When printing began, it became clear that the original projection of 16 volumes per set was inadequate, so 19 volumes were planned for each set. The first copies were finally printed in May 1949. In a moving ceremony on 13 May 1949 in the Berlin headquarters of the U.S. Army, Rabbi Snieg presented the first copy of the Talmud to General Lucius Clay, Military Governor of the U.S. Occupation Zone in Germany, with the words, "I bless your hand in presenting to you this volume embodying the highest spiritual wisdom of our people". Chaim Weizmann, first president of Israel, also received a copy.

The final run was completed on 16 November 1950. Approximately 500 sets were printed.

==Title page and dedications==
The title page of each volume depicts a Nazi slave labor camp surrounded by barbed wire. Above it are palm trees and scenes in Israel. These images are connected by the Hebrew words: "From bondage to freedom, from darkness to a great light".

In the first volume of the Talmud, this dedication appeared in English:

In 1946 we turned to the American Army Commander to assist us in the publication of the Talmud. In all the years of exile it has often happened that various governments and forces have burned Jewish books. Never did any publish them for us. This is the first time in Jewish history that a government has helped in the publication of the Talmud, which is the source of our being and the length of our days. The Army of the United States saved us from death, protects us in this land, and through their aid does the Talmud appear again in Germany.

Each volume of the Talmud also included this dedication in English:

This edition of the Talmud is dedicated to the United States Army. The army played a major role in the rescue of the Jewish people from total annihilation and after the defeat of Hitler bore the major burden of sustaining the DPs of the Jewish faith. This special edition of the Talmud published in the very land where, but a short time ago, everything Jewish and of Jewish inspiration was anathema, will remain a symbol of the indestructibility of the Torah. The Jewish DPs will never forget the generous impulses and the unprecedented humanitarianism of the American forces, to whom they owe so much.

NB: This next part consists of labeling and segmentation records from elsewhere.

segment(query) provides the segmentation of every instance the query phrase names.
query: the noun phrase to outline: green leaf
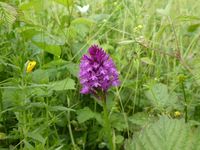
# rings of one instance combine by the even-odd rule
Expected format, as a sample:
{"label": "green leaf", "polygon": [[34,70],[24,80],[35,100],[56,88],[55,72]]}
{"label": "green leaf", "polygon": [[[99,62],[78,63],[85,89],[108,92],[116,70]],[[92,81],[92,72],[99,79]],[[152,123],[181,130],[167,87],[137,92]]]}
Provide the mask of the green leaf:
{"label": "green leaf", "polygon": [[49,75],[47,70],[37,69],[32,72],[31,75],[34,83],[46,84],[49,82]]}
{"label": "green leaf", "polygon": [[37,140],[39,142],[41,142],[43,145],[45,144],[45,139],[41,136],[40,133],[37,133],[37,132],[29,132],[27,134],[28,137],[34,139],[34,140]]}
{"label": "green leaf", "polygon": [[154,84],[148,91],[145,92],[145,95],[157,109],[175,107],[177,102],[175,93],[169,93],[167,85],[162,83]]}
{"label": "green leaf", "polygon": [[63,91],[74,90],[75,82],[73,79],[67,78],[61,81],[50,82],[48,90]]}
{"label": "green leaf", "polygon": [[74,109],[67,108],[64,106],[49,106],[48,109],[50,111],[75,111]]}
{"label": "green leaf", "polygon": [[0,2],[0,23],[3,21],[9,26],[12,25],[17,17],[17,10],[11,5]]}
{"label": "green leaf", "polygon": [[200,23],[192,24],[188,27],[188,32],[195,32],[200,27]]}
{"label": "green leaf", "polygon": [[123,131],[128,128],[125,116],[122,113],[113,113],[110,117],[112,127],[118,131]]}
{"label": "green leaf", "polygon": [[141,61],[148,65],[155,65],[154,62],[149,57],[142,57]]}
{"label": "green leaf", "polygon": [[163,16],[169,16],[170,15],[170,11],[171,11],[171,6],[172,6],[172,0],[168,1],[168,4],[166,5],[166,7],[164,9],[157,9],[156,11]]}
{"label": "green leaf", "polygon": [[19,6],[19,9],[22,11],[34,10],[35,12],[42,11],[46,8],[48,8],[48,0],[31,0]]}
{"label": "green leaf", "polygon": [[183,120],[161,117],[144,128],[127,150],[191,150],[192,137],[189,126]]}
{"label": "green leaf", "polygon": [[50,45],[50,44],[46,44],[44,42],[34,42],[34,44],[36,46],[38,46],[39,48],[41,48],[42,50],[44,50],[50,54],[53,54],[55,56],[60,57],[61,48],[59,45]]}
{"label": "green leaf", "polygon": [[79,123],[83,123],[87,120],[95,118],[100,124],[102,124],[102,118],[100,114],[93,112],[89,107],[84,107],[76,111],[77,120]]}
{"label": "green leaf", "polygon": [[24,145],[25,145],[25,149],[27,148],[28,150],[35,150],[35,148],[26,140],[23,140]]}
{"label": "green leaf", "polygon": [[22,90],[17,87],[5,88],[2,92],[2,100],[4,109],[21,106],[25,101],[25,90]]}
{"label": "green leaf", "polygon": [[129,122],[135,125],[144,126],[148,122],[148,114],[144,112],[138,112],[128,117]]}
{"label": "green leaf", "polygon": [[73,0],[55,0],[55,2],[62,4],[66,7],[72,6],[74,4]]}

(Signed) Rabbi Samuel A. Snieg, Chief Rabbi of the U.S. Zone

==Distribution==
Although approximately 650 complete sets were printing, only around 600 were ultimately bound, due to post-war logistical and resource constraints. Many of these volumes were eventually worn out through daily study and were buried in accordance with Jewish law, leaving only a small number of surviving sets in circulation today.

By the time the Survivors' Talmud was printed, only 10,000 to 15,000 Jewish survivors remained in Germany. The Joint Distribution Committee and the German government decided to keep 40 sets in German libraries and other institutions, and to send the rest of the printing to Jewish communal organizations and libraries around the world. In the United States, a committee headed by Rabbi Leo Jung of Yeshiva University was responsible for choosing recipients; it sent complete sets of the Talmud to some religious and secular institutions in the U.S. and Canada, and single volumes to others. It also gave volumes to Holocaust survivors and people who had been involved in the Talmud project.

Because of its limited printing, the Survivors' Talmud became a collector's item. Few complete sets of the Survivors' Talmud are still extant. In 2001, one volume was exhibited at the Chrysler Museum of Art and thereafter went on a national tour. Also in 2001, the American Jewish Historical Society, in conjunction with the Tidewater Jewish Foundation of Norfolk, Virginia, prepared a traveling exhibition for U.S. military bases around the world, telling the story of the Survivors' Talmud and the role of the U.S. Army in its publication. In 2005, a copy of the Survivors' Talmud was part of a Yeshiva University Museum exhibition entitled "Printing The Talmud: From Bomberg To Schottenstein".